The Sensex yesterday dropped the most in eight months after Finance Minister Palaniappan Chidambaram included a tax increase on dividends in the Budget. The rupee may fall after recent central bank purchases of dollars make the US currency more expensive as companies seek to pay interest on overseas loans before the financial year ends on March 31.
 
"The trend now is for the rupee to weaken, and the extent depends on how much more stocks can correct," said Vikas Babu, a currency trader at state-owned Andhra Bank in Mumbai.
 
"The pressure to weaken will also be more pronounced as the financial year ends and demand for dollars exceeds supply,'' h added.
 
The rupee ended the day at 44.2625 a dollar at 5 pm in Mumbai, compared with 44.2762 yesterday, according to Bloomberg data. It may fall to 44.5 this month, Babu said.
 
The Sensex slid 8.2 per cent in February, its first monthly decline since May 2006, as some investors judged gains that doubled it in the past two years may be overdone.

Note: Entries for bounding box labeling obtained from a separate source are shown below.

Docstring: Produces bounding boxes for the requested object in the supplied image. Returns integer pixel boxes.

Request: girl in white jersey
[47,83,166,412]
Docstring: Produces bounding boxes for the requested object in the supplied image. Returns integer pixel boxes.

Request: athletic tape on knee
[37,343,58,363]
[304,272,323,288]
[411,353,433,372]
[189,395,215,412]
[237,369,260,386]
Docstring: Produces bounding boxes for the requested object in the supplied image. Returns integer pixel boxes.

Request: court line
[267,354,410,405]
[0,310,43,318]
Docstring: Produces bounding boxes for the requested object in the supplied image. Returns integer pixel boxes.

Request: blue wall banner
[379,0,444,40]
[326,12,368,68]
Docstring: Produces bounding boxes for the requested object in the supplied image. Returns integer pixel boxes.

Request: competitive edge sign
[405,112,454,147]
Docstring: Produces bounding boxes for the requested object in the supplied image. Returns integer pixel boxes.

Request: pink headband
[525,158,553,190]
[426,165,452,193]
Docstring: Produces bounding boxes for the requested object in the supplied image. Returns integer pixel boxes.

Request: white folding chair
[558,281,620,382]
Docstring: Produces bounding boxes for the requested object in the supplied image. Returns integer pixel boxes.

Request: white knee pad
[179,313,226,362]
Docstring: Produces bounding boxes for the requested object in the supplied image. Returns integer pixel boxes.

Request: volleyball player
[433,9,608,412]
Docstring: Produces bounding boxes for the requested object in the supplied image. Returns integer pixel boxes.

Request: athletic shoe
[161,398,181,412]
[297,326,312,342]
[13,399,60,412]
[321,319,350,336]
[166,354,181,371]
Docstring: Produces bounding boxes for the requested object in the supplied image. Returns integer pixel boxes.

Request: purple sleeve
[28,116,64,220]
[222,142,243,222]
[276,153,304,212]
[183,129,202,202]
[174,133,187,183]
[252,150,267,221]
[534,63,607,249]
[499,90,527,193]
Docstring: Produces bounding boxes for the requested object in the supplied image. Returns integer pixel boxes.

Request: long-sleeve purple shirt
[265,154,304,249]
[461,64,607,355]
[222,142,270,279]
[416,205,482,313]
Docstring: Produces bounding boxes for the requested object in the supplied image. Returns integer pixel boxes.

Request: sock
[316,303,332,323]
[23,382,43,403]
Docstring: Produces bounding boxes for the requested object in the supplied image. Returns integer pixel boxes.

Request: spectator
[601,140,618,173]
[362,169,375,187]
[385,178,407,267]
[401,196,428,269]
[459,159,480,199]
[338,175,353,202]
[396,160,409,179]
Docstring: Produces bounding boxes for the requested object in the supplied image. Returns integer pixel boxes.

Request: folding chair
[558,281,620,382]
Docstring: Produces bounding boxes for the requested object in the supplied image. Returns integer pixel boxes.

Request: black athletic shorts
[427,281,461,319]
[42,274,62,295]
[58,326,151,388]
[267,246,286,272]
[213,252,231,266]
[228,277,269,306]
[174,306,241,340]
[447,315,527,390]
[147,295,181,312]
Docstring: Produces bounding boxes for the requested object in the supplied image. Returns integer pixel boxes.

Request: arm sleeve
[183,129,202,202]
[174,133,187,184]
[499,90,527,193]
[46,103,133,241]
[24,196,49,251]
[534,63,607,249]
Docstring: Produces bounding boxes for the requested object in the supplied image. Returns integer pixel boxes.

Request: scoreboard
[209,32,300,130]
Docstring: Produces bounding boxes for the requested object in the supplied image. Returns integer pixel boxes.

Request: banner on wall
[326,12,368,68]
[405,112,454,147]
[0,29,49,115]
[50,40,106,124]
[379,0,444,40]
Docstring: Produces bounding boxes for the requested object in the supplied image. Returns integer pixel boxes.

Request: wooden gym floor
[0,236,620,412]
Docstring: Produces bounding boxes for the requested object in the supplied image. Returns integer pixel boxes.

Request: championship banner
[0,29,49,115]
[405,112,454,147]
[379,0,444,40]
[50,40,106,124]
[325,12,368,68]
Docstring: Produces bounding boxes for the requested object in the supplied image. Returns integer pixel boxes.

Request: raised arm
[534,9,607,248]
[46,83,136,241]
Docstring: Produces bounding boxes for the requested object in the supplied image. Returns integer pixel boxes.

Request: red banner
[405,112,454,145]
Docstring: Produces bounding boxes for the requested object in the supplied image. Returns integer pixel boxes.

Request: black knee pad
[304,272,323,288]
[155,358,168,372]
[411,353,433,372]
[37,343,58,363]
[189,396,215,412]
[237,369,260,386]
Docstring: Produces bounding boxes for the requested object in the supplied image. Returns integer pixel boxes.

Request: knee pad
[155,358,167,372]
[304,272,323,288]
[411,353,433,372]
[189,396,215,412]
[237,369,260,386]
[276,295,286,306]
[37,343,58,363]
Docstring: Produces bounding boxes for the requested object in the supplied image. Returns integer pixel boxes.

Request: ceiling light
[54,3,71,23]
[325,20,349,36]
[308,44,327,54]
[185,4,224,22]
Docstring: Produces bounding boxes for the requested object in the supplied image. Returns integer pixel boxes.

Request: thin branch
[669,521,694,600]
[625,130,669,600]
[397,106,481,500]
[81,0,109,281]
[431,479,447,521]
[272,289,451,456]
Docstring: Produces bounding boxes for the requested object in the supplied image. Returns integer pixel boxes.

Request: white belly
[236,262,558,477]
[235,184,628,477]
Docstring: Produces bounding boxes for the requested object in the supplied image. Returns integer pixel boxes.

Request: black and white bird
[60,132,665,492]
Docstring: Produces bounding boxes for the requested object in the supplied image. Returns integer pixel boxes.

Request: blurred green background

A report yesterday showed economic growth unexpectedly slowed to 8.6 per cent last quarter, from 9.2 per cent the previous three months.
 
The currency erased early losses after the index rebounded 1.7 per cent today following yesterday's 4 per cent drop.
 
The central bank probably purchased dollars to stem gains in the local currency after it advanced 5.1 per cent in the six months through January, central bank data show.
 
Foreign exchange reserves, which provide an indicator of the central bank's currency purchases, rose $3.8 billion in the week ended February 16, following a record addition of $5 billion the prior week, the Reserve Bank of India said on February 23.
 
"There has been a great deal of support for the dollar at these levels from the central bank and a lot of people have sold dollars betting the rupee will appreciate,'' said Ravi Pai, chief of currency trading at HDFC Bank in Mumbai. "When payments are due in the next couple of months, we will see a weaker rupee.''
 
The currency may drop to 45.2 against the dollar in two months, Pai said.
 
In the forwards market, investors who want to sell dollars a year from now using rupees receive 3 per cent more than the current exchange rate, compared with 3.16 per cent yesterday, Bloomberg data show.
 
The rupee may also decline on concern that a surge in crude oil prices will increase import costs for Asia's fourth-biggest economy, which depends on shipments from abroad to meet three-fourths of its annual energy needs.
 
Crude oil futures in New York have surged more than 20 per cent since they touched a 20-month low on January 18.
 
"India is a net importer and financing the trade gap is always a concern,'' Andhra Bank's Babu said.
 
Imports in January grew faster than exports, widening the trade deficit to $5.8 billion, the ministry of commerce & industry said today. The cost of oil imports rose 15 per cent to $4.8 billion.